How do manufacturers abuse the AMD PSB?
In recent times we are seeing not only how there are movements towards integration, but also that in the midst of this process one of the bases that has defined the PC since its inception is being attacked: the capacity for expansion and configuration by the user. Most manufacturers have reached the dangerous conclusion that the fact that we can expand the capabilities of our PC affects the purchase of future products. Hence, the controversy of the right to repair has appeared in the face of the practices of different assemblers and hardware manufacturers.
Logically, one would expect this to affect only the consumer market. So the servers and data centers used by both the different public bodies and large companies that in theory should not be affected by it. However, AMD decided to create a program called PSB so that manufacturers and assemblers could sell their entire servers and not parts. The reason behind it? There is a second-hand market where EPYC processors already stripped from their servers are used for second-hand servers and data centers.
In other words, when a company discards its old server or data center, it does not throw it away, but sells its parts to recover part of the investment. This creates additional competition for server manufacturers. Since they may find it more attractive for their customers to build a server themselves and maintain it themselves, this abuses one of AMD’s EPYC security features to lock customers into a particular brand.

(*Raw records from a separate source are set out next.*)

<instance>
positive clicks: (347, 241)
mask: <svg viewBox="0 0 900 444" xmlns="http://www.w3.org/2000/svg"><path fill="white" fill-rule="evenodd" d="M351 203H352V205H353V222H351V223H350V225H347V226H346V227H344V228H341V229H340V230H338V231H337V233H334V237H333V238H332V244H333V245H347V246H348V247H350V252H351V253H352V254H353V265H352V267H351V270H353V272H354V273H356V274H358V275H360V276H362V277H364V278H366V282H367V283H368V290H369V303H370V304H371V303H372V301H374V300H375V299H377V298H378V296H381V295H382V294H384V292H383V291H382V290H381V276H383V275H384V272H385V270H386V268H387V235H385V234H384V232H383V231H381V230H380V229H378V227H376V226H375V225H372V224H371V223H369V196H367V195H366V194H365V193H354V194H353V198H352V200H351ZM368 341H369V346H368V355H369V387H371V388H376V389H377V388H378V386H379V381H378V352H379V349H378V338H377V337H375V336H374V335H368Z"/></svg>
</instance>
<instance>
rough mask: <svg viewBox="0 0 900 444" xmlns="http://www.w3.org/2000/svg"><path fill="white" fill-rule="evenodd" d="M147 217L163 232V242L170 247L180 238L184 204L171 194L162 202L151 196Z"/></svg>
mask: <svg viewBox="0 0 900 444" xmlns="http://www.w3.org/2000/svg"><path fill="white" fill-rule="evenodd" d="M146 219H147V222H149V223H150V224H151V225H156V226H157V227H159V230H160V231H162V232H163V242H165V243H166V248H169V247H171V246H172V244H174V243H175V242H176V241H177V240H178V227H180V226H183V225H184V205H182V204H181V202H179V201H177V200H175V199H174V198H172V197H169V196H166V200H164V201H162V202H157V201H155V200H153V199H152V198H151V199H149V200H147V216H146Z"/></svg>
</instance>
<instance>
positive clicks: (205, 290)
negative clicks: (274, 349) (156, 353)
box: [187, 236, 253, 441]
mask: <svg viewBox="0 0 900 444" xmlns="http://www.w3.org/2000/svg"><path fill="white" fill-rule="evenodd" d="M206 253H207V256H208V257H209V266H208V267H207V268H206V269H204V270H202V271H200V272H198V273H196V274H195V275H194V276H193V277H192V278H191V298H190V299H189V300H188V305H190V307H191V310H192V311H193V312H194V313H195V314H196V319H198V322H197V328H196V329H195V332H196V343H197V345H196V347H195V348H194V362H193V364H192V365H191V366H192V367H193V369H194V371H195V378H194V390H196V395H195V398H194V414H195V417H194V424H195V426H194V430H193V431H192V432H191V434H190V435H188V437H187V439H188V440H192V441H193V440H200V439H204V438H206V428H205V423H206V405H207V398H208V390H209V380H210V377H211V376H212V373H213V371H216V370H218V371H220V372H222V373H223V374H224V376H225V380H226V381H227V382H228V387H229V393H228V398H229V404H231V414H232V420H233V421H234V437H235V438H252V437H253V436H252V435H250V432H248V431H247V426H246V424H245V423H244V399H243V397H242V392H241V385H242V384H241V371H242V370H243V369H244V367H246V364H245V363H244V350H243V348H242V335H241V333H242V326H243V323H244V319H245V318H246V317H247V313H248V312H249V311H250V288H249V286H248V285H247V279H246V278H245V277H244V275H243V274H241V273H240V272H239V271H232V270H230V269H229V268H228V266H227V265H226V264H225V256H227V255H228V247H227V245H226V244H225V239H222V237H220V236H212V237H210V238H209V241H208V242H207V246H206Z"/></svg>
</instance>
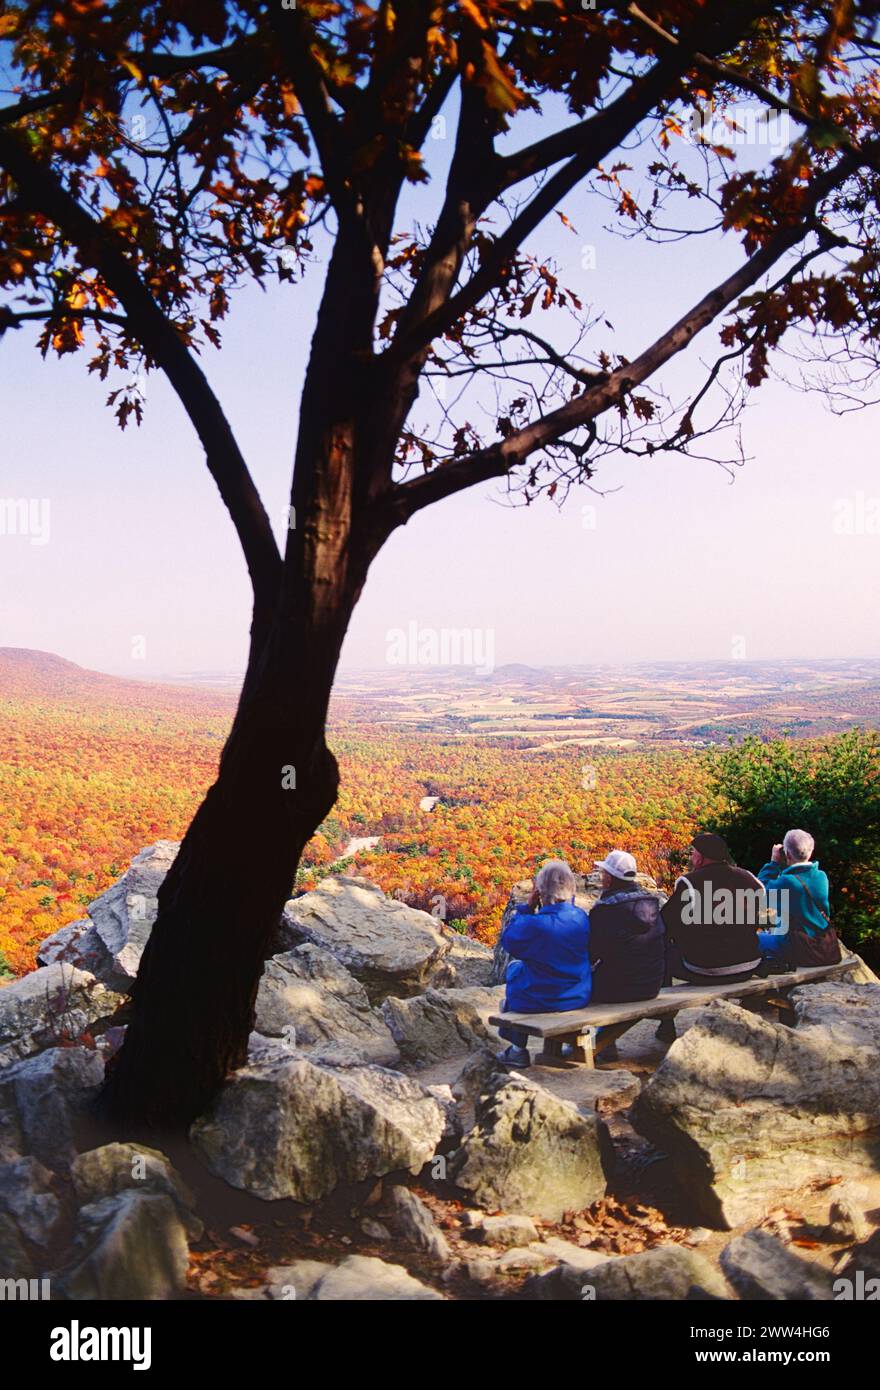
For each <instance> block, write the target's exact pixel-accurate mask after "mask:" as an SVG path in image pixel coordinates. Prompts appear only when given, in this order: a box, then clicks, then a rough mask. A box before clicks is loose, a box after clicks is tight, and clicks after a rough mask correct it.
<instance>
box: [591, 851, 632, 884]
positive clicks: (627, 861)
mask: <svg viewBox="0 0 880 1390" xmlns="http://www.w3.org/2000/svg"><path fill="white" fill-rule="evenodd" d="M594 863H595V866H596V869H605V870H606V872H608V873H610V876H612V878H635V859H634V858H633V855H628V853H627V852H626V849H612V852H610V855H606V856H605V859H602V860H599V859H594Z"/></svg>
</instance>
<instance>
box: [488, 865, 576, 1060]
mask: <svg viewBox="0 0 880 1390" xmlns="http://www.w3.org/2000/svg"><path fill="white" fill-rule="evenodd" d="M574 888H576V884H574V874H573V873H571V870H570V869H569V865H567V863H564V860H562V859H548V860H546V863H544V865H542V866H541V869H539V870H538V873H537V874H535V885H534V890H532V894H531V898H530V899H528V905H527V906H523V908H520V909H519V910H517V912H516V915H514V916H513V917H512V919H510V922H509V923H507V926H506V927H505V930H503V933H502V938H500V945H502V949H503V951H506V952H507V954H509V955H512V956H513V958H514V959H513V960H512V962H510V965H509V966H507V995H506V999H505V1002H503V1005H502V1013H503V1012H509V1013H562V1012H563V1011H564V1009H581V1008H584V1006H585V1005H587V1004H589V991H591V984H592V980H591V969H589V917H588V916H587V913H585V912H584V909H582V908H576V905H574ZM498 1031H499V1034H500V1037H502V1038H503V1040H505V1041H506V1042H510V1047H509V1048H507V1049H506V1051H505V1052H502V1054H500V1061H503V1062H506V1063H507V1065H510V1066H519V1068H525V1066H528V1065H530V1058H528V1047H527V1042H528V1034H527V1033H523V1030H521V1029H517V1027H516V1026H514V1024H509V1026H505V1027H500V1029H499V1030H498Z"/></svg>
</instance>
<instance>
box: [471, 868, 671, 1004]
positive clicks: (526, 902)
mask: <svg viewBox="0 0 880 1390" xmlns="http://www.w3.org/2000/svg"><path fill="white" fill-rule="evenodd" d="M635 881H637V884H638V887H639V888H644V890H646V891H648V892H652V894H653V895H655V897H656V898H659V901H660V902H662V903H663V902H666V894H665V892H663V891H662V890H660V888H658V885H656V883H655V880H653V878H652V877H651V874H646V873H639V874H637V876H635ZM574 885H576V892H574V902H576V905H577V906H578V908H582V909H584V912H589V909H591V908H594V906H595V903H596V902H598V899H599V897H601V894H602V873H601V870H598V869H595V870H594V872H592V873H588V874H582V873H576V874H574ZM532 887H534V880H531V878H520V880H519V883H514V884H513V888H512V890H510V895H509V898H507V902H506V905H505V910H503V913H502V919H500V930H499V933H498V941H496V942H495V951H494V955H492V972H491V974H489V979H488V981H487V983H488V984H503V983H505V979H506V976H507V966H509V965H510V956H509V955H507V952H506V951H505V949H503V948H502V944H500V938H502V933H503V930H505V927H506V926H507V923H509V922H510V919H512V917H513V916H516V913H517V910H519V909H520V908H523V906H524V905H525V903H527V902H528V898H530V894H531V890H532Z"/></svg>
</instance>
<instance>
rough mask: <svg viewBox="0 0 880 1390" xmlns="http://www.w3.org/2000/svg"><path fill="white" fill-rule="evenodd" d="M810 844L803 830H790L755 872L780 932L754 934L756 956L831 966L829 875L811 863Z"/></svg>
mask: <svg viewBox="0 0 880 1390" xmlns="http://www.w3.org/2000/svg"><path fill="white" fill-rule="evenodd" d="M813 848H815V841H813V837H812V835H810V834H808V831H806V830H790V831H788V834H787V835H785V838H784V840H783V842H781V845H773V852H772V855H770V862H769V863H766V865H765V866H763V869H760V870H759V872H758V877H759V878H760V881H762V883H763V885H765V888H766V890H767V902H769V905H770V909H772V910H773V912H774V913H776V917H777V922H780V923H781V926H783V930H781V931H759V933H758V941H759V944H760V949H762V955H763V956H766V958H767V959H774V960H785V962H788V963H791V965H794V966H801V965H834V963H837V960H840V945H838V941H837V933H836V931H834V930H833V927H831V909H830V903H829V876H827V873H824V872H823V870H822V869H820V867H819V860H817V859H812V853H813Z"/></svg>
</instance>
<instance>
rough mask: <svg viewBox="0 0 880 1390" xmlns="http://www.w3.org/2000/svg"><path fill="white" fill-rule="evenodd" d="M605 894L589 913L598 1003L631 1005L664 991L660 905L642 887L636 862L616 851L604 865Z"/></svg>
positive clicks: (628, 855) (594, 995)
mask: <svg viewBox="0 0 880 1390" xmlns="http://www.w3.org/2000/svg"><path fill="white" fill-rule="evenodd" d="M595 865H596V869H601V870H602V895H601V897H599V898H598V901H596V902H594V905H592V908H591V909H589V960H591V965H592V1002H594V1004H631V1002H634V1001H635V999H653V998H656V995H658V994H659V992H660V988H662V986H663V976H665V969H666V929H665V926H663V919H662V916H660V901H659V898H658V895H656V894H653V892H646V891H645V890H644V888H639V885H638V883H637V877H635V876H637V870H635V859H634V858H633V855H628V853H627V852H626V851H624V849H612V852H610V855H606V858H605V859H602V860H601V862H599V860H596V862H595Z"/></svg>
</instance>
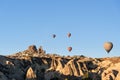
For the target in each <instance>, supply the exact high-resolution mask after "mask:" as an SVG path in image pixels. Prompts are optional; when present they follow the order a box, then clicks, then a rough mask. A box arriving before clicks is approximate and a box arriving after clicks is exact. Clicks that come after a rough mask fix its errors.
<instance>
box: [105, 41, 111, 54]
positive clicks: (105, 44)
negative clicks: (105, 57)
mask: <svg viewBox="0 0 120 80" xmlns="http://www.w3.org/2000/svg"><path fill="white" fill-rule="evenodd" d="M112 48H113V43H112V42H105V43H104V49H105V50H106V51H107V53H109V52H110V51H111V49H112Z"/></svg>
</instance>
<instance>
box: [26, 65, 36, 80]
mask: <svg viewBox="0 0 120 80" xmlns="http://www.w3.org/2000/svg"><path fill="white" fill-rule="evenodd" d="M25 80H37V77H36V74H35V72H34V71H33V69H32V68H31V67H30V68H29V69H28V70H27V73H26V79H25Z"/></svg>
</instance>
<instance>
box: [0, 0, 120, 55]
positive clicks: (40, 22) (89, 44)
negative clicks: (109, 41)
mask: <svg viewBox="0 0 120 80" xmlns="http://www.w3.org/2000/svg"><path fill="white" fill-rule="evenodd" d="M119 4H120V1H119V0H74V1H73V0H35V1H33V0H1V1H0V54H2V55H8V54H12V53H16V52H19V51H23V50H25V49H27V47H28V46H29V45H33V44H34V45H36V46H37V47H39V46H43V48H44V49H45V50H46V52H47V53H57V54H60V55H85V56H88V57H112V56H120V36H119V35H120V5H119ZM68 32H71V34H72V36H71V38H67V33H68ZM52 34H56V35H57V37H56V38H55V39H53V38H52ZM106 41H111V42H113V45H114V47H113V49H112V50H111V52H110V54H107V53H106V52H105V50H104V48H103V44H104V42H106ZM68 46H72V47H73V50H72V52H68V51H67V47H68Z"/></svg>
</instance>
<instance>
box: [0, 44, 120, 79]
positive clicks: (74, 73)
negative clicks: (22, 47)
mask: <svg viewBox="0 0 120 80" xmlns="http://www.w3.org/2000/svg"><path fill="white" fill-rule="evenodd" d="M119 66H120V57H111V58H88V57H85V56H83V55H82V56H64V57H62V56H60V55H56V54H46V53H45V51H44V50H43V49H42V47H40V48H39V49H37V48H36V46H35V45H32V46H29V48H28V49H27V50H25V51H22V52H18V53H16V54H13V55H9V56H2V55H1V56H0V80H120V67H119Z"/></svg>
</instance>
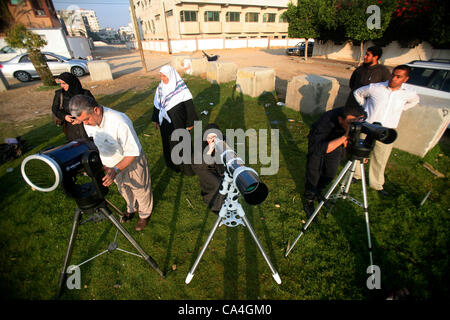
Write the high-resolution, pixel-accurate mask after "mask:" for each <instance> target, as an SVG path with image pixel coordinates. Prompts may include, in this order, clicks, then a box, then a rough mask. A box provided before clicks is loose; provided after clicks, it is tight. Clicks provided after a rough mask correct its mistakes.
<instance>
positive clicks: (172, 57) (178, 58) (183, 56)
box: [170, 55, 191, 75]
mask: <svg viewBox="0 0 450 320" xmlns="http://www.w3.org/2000/svg"><path fill="white" fill-rule="evenodd" d="M185 60H191V57H190V56H188V55H175V56H172V59H171V61H170V65H171V66H172V67H173V68H174V69H175V70H177V72H178V73H179V74H180V75H182V74H184V73H185V72H186V70H185Z"/></svg>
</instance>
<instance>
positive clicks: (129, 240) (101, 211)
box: [99, 207, 164, 278]
mask: <svg viewBox="0 0 450 320" xmlns="http://www.w3.org/2000/svg"><path fill="white" fill-rule="evenodd" d="M99 210H100V211H101V212H102V213H103V215H104V216H105V217H107V218H108V219H109V220H110V221H111V222H112V224H113V225H114V226H115V227H116V228H117V229H118V230H119V231H120V232H121V233H122V234H123V235H124V237H125V238H127V240H128V241H129V242H130V243H131V244H132V245H133V247H135V248H136V250H137V251H138V252H139V253H140V254H141V255H142V257H143V258H144V259H145V261H146V262H147V263H148V264H149V265H150V266H151V267H152V268H153V269H155V270H156V272H158V274H159V275H160V276H161V277H163V278H164V274H163V273H162V271H161V270H160V269H159V267H158V265H157V264H156V262H155V260H153V258H152V257H151V256H149V255H148V254H147V253H145V251H144V249H142V248H141V246H140V245H139V244H138V243H137V242H136V240H134V238H133V237H132V236H131V235H130V234H129V233H128V231H127V230H126V229H125V228H124V227H122V225H121V224H120V223H119V222H118V221H117V220H116V218H114V216H113V215H112V212H111V211H110V210H109V209H108V208H107V207H101V208H99Z"/></svg>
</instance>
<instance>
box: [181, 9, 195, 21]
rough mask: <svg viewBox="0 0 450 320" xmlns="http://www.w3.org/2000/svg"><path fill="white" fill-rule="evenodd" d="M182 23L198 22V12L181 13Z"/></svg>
mask: <svg viewBox="0 0 450 320" xmlns="http://www.w3.org/2000/svg"><path fill="white" fill-rule="evenodd" d="M180 19H181V22H188V21H197V11H181V12H180Z"/></svg>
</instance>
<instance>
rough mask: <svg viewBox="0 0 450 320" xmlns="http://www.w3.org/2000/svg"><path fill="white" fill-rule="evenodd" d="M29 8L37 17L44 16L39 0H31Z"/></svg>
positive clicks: (44, 13) (40, 3) (42, 8)
mask: <svg viewBox="0 0 450 320" xmlns="http://www.w3.org/2000/svg"><path fill="white" fill-rule="evenodd" d="M30 3H31V7H32V8H33V11H34V14H35V15H37V16H45V15H46V14H45V11H44V8H43V7H42V3H41V1H40V0H31V1H30Z"/></svg>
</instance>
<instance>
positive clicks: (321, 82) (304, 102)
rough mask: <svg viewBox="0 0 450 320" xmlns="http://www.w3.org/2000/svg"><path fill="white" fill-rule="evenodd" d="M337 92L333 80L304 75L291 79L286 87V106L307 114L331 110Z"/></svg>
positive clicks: (323, 76) (332, 105) (335, 96)
mask: <svg viewBox="0 0 450 320" xmlns="http://www.w3.org/2000/svg"><path fill="white" fill-rule="evenodd" d="M338 92H339V82H338V81H337V80H336V79H335V78H331V77H325V76H317V75H313V74H305V75H300V76H296V77H293V78H292V79H291V80H290V81H289V82H288V85H287V90H286V106H287V107H289V108H291V109H294V110H296V111H301V112H303V113H308V114H318V113H323V112H325V111H328V110H331V109H333V105H334V102H335V100H336V97H337V94H338Z"/></svg>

How do they make the lock?
In order to make an AMD EPYC server CPU only work with a specific model of motherboard and the second-hand server market, manufacturers abuse the boot certification process provided by the PSB to tie processors to their specific servers, which means we can’t pair certain processors except with certain server boards.
To understand the whole process, we must start from the fact that when the manufacturer has finished creating the PC, whatever type it may be, a process is executed in which the boot image stored in the ROM is created and which will include two keys associated, both with a size of 4096 bits and SHA-384 encoding. The first one will be stored in the system ROM and will be reflected in the Boot Firmware. The second, on the other hand, will do so within the HSM, a hardware in charge of generating cryptographically encrypted keys and also decoding them.
Both keys are part of the Public Key Infrastructure and are used to sign the content of a certificate found in the boot ROM on the motherboard and which includes the identification code of the processor and the rest of the hardware elements. If one of these items is missing from the system, then the PSB will simply not allow the system to boot.